The herm is a curious beast. They turn up in many 18th century ornamental gardens, and are ultimately descended from Ancient Greek boundary markers associated with the cult of Hermes, taking the form of pillars which taper downwards and have a head at the top and a phallus halfway up. In the inventory of Mottisfont made by the Historic Monuments Commission, they are described like this:
"4 thermae, C18 stone, male & female heads standing in front of box hedge set on large radius, set 10m apart and 2m high. On low moulded plinth, foliage to front, batted, tooled finish to sides, 2 male & 2 female busts."Apart from the use of "thermae" rather than "hermae", the word that caught my attention was "batted" -- what does it mean? Naturally, I looked it up in the OED. It wasn't there. I was amazed. I looked again. It still wasn't there.
The next stop, obviously, was Google. It took a bit of effort, but I eventually found discussions of "batting" on specialist masonry websites. It turns out that a "batted" piece of stone is one faced with decorative parallel grooves, carefully done with a chisel. You can see it here:
(Note how the "foliage to front" occupies the same p0sition as the phallus on the original herms!)
Why is this respectable and long-standing sense of "bat" absent from the dictionary? It's a little odd. Other similar mason's terms are absent ("dragged", for example -- stone finished with a metal comb, or "drag") while others are present ("pitch-faced" -- "having a rough face but an arris that is cut true").

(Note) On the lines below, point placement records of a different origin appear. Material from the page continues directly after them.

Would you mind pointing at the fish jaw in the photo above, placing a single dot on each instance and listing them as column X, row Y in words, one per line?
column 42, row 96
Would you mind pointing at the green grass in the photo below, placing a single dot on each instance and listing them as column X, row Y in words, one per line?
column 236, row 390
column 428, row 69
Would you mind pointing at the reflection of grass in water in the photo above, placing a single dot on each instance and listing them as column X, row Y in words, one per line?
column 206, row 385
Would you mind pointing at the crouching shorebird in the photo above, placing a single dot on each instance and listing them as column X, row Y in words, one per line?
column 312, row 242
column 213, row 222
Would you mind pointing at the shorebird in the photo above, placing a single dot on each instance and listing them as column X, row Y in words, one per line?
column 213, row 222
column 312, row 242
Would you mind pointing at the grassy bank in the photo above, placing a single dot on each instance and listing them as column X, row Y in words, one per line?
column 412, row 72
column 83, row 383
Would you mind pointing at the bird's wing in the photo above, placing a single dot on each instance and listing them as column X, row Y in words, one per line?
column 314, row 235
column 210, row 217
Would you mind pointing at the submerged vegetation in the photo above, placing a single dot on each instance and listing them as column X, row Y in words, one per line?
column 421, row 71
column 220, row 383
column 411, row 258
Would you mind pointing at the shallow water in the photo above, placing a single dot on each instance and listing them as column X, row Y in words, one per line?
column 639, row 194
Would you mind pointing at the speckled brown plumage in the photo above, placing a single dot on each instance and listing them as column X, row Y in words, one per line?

Obviously, the OED relies on published printed sources, but you would have thought a routine pass through a few trade dictionaries would have thrown up these terms as candidates for admission. And let's set aside some kind of anti-Masonic thing as just too weird.
If nothing else, it's a good reminder that no authority is comprehensively authoritative. As a good citizen of the language, I've let the OED know about this lapse -- we'll wait and see how long it takes to make it into the online version.